The ratio of the death estimate to the uninsured population estimate in the 18 – 64 group is 44,789 to 34,975,000, or .0012806. Applying that ratio to the population of uninsured given by the census data for 2005 – 2012 gives the death estimates in the rightmost column of Table One. Again the underlying assumption is that the hazard ratio is constant over time.

Conclusions

So, which of the two errors was made in the Harvard Study has differing implications for estimates of deaths due to lack of insurance progressives that should be citing from the years 2005 – 2012. The second error scenario in Table One, if true, shows a much more serious underestimate of likely mortality than the first, but even the first error scenario involves a substantial underestimate of the deaths due to lack of insurance over the eight years from 2005 – 2012. Specifically, the assumption that deaths have averaged 45,000 per year and totaled 360,000 over the period, leads to a result that estimates 27,801 deaths less than can be reasonably projected. What reason is there for putting this kind of shortfall forward?

In the Harvard Study, the authors mention various limitations of the study. The limitations collectively suggest that the 44,789 estimate is itself a substantial underestimate of the reality. So what sense does it make to understate the problem of deaths due to lack of insurance further by continuing to cite the 2005 result without trying to update it for the increases in the number of uninsured that have occurred after 2005? It just gives away unnecessary ground to those who want to maintain the status quo and leave us with the fatalities their indifference to the problem is creating.

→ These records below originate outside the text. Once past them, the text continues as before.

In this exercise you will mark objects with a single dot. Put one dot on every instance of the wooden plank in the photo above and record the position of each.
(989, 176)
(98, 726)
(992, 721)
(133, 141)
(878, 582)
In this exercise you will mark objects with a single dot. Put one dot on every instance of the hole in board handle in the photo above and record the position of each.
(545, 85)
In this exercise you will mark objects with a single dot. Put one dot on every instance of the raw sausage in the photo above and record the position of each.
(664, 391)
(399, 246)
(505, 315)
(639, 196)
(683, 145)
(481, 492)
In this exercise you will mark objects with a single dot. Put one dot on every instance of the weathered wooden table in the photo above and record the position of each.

So, what am I saying? If you’re going to cite estimates of death due to lack of insurance, then please update them for changes in the size of the uninsured population before tossing them off.

And what if the second error scenario is true? Then the problem of under-estimation is still more serious, specifically the under-estimate under this scenario is 117,174, or an average of 14,647 per year, an under-estimate of the seriousness of the problem by more than 30%. If the second error really occurred in the Harvard study, then this degree of under-estimation is a lost opportunity to make the opponents of Medicare for All, including both those who want no Government in health insurance at all, and supporters of the ACA face the consequences of their actions.

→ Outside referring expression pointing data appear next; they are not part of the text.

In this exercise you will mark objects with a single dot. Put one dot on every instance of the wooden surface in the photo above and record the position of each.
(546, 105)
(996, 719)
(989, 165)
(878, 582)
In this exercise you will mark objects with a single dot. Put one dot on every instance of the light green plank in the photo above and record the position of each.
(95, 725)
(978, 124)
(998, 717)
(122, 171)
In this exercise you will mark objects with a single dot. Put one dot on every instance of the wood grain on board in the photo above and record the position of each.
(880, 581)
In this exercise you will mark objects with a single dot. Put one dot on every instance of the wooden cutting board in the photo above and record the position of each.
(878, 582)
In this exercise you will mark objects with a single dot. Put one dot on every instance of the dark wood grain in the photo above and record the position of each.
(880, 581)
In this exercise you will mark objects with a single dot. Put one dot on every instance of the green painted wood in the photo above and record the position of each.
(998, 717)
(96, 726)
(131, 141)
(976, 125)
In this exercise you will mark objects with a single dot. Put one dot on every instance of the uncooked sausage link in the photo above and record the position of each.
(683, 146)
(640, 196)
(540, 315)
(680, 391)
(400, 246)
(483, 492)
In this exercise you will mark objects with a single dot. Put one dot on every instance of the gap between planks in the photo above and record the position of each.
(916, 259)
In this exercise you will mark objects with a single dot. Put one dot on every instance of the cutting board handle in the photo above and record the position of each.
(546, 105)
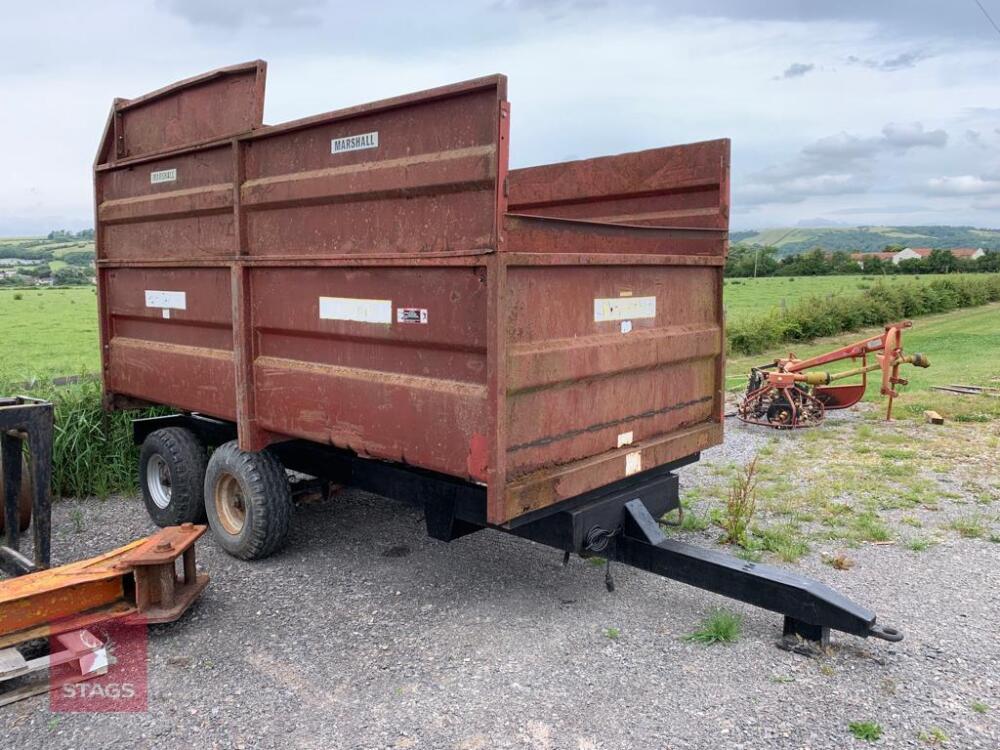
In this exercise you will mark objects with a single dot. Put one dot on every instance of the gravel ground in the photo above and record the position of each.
(364, 633)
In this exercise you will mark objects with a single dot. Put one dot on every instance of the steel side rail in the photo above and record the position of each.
(811, 608)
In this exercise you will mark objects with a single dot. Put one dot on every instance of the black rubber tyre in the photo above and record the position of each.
(248, 501)
(172, 466)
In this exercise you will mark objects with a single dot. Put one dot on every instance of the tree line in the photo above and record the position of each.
(755, 260)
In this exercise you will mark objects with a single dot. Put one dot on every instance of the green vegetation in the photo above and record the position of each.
(719, 627)
(868, 239)
(970, 527)
(92, 451)
(869, 731)
(933, 736)
(816, 317)
(740, 505)
(963, 347)
(27, 261)
(751, 299)
(48, 332)
(754, 261)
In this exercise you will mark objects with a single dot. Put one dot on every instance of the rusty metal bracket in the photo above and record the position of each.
(25, 420)
(136, 583)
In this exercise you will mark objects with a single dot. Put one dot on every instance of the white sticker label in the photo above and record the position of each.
(357, 310)
(166, 300)
(411, 315)
(162, 175)
(354, 143)
(624, 308)
(633, 463)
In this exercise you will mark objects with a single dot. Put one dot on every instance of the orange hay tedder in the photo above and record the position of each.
(784, 395)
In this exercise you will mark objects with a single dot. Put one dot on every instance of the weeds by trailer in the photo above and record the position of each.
(370, 296)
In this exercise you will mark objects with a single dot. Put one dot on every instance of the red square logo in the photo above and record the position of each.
(100, 669)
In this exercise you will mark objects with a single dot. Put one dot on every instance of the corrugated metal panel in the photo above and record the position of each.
(354, 278)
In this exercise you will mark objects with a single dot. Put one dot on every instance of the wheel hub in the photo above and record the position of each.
(230, 505)
(158, 481)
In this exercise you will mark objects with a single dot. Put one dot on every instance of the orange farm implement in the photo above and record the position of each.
(790, 392)
(136, 584)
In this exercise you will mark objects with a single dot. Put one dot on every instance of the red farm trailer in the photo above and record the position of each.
(370, 296)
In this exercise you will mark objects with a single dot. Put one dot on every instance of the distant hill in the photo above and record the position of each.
(868, 239)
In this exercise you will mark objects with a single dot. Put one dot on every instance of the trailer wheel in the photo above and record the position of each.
(248, 501)
(172, 476)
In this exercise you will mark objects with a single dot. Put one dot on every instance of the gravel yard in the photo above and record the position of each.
(364, 633)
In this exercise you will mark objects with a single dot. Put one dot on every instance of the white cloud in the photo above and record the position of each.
(586, 78)
(962, 185)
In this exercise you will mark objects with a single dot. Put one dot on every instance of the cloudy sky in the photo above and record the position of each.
(849, 112)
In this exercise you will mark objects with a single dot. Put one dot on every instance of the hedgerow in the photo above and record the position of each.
(882, 303)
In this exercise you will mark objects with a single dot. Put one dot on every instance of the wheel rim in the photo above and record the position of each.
(230, 505)
(158, 481)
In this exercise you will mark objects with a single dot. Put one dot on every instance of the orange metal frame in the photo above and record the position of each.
(139, 581)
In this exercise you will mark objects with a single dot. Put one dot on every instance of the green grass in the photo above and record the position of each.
(970, 527)
(933, 736)
(49, 332)
(963, 347)
(719, 627)
(752, 297)
(869, 731)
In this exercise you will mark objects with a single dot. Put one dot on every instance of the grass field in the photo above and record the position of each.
(748, 297)
(48, 332)
(54, 332)
(963, 347)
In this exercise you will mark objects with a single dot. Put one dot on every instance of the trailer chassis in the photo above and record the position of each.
(617, 522)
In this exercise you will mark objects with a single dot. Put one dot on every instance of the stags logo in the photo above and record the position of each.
(120, 652)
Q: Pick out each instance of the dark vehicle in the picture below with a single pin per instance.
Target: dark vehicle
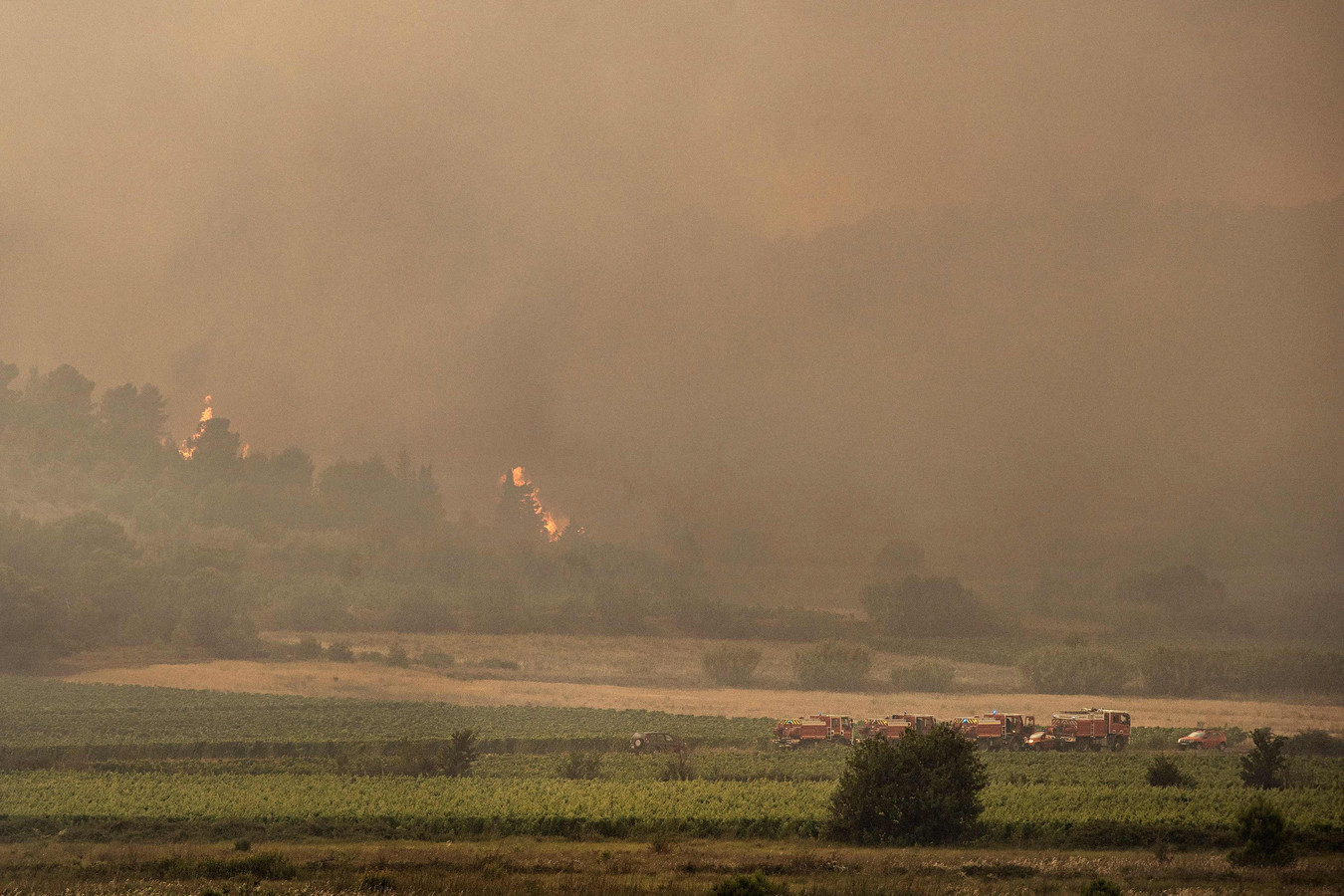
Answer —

Since 2010, those consequences have included anywhere from approximately 150,000 to 187,000 fatalities due to lack of health insurance. That’s unconscionable and immoral, especially because there was another choice, a road we failed to take. Let’s hope we can get on that road again rather than having to wait for it to be blindingly obvious that beyond all the spin, a neoliberal, market-placed based system of health insurance, can only lead to injustice, more death and misery for many Americans.

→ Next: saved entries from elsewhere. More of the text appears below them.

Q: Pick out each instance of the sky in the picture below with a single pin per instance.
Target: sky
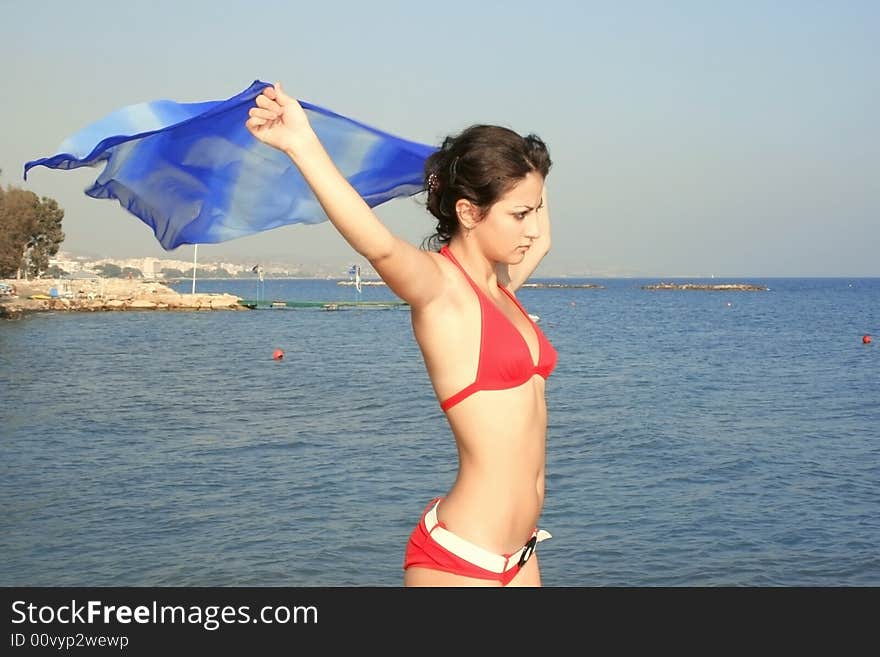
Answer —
(688, 138)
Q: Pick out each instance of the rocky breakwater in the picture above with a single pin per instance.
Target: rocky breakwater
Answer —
(712, 287)
(105, 294)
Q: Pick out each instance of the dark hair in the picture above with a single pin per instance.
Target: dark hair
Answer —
(480, 164)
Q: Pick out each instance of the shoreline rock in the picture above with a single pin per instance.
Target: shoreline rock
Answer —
(106, 295)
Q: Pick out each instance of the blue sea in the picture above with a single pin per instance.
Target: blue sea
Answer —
(695, 439)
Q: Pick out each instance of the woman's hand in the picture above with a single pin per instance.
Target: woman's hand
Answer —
(278, 120)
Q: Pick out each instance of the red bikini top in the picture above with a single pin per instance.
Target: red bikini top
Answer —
(505, 360)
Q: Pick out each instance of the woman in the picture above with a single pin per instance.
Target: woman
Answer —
(486, 359)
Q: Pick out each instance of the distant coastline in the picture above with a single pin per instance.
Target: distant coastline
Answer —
(711, 287)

5 Responses to Are Deaths Due to Lack of Health Insurance Seriously Underestimated?

  1. Hi
    Excellent thoughts – I’d add another question to the list of problems that progressives have with magnitudes – it’s the scale of deficit spending needed to sort them out.

    Few progressives believe in anything other than the weak deficit thesis – that we’ll have to pay back the ‘debt’ sooner than later. So few progressives have the political resources to argue for large scale public-good policy spending. And even fewer political resources to want to begin the political debate that their timidity must lead to – how are we going to prioritise these competing demands for health, welfare and employment?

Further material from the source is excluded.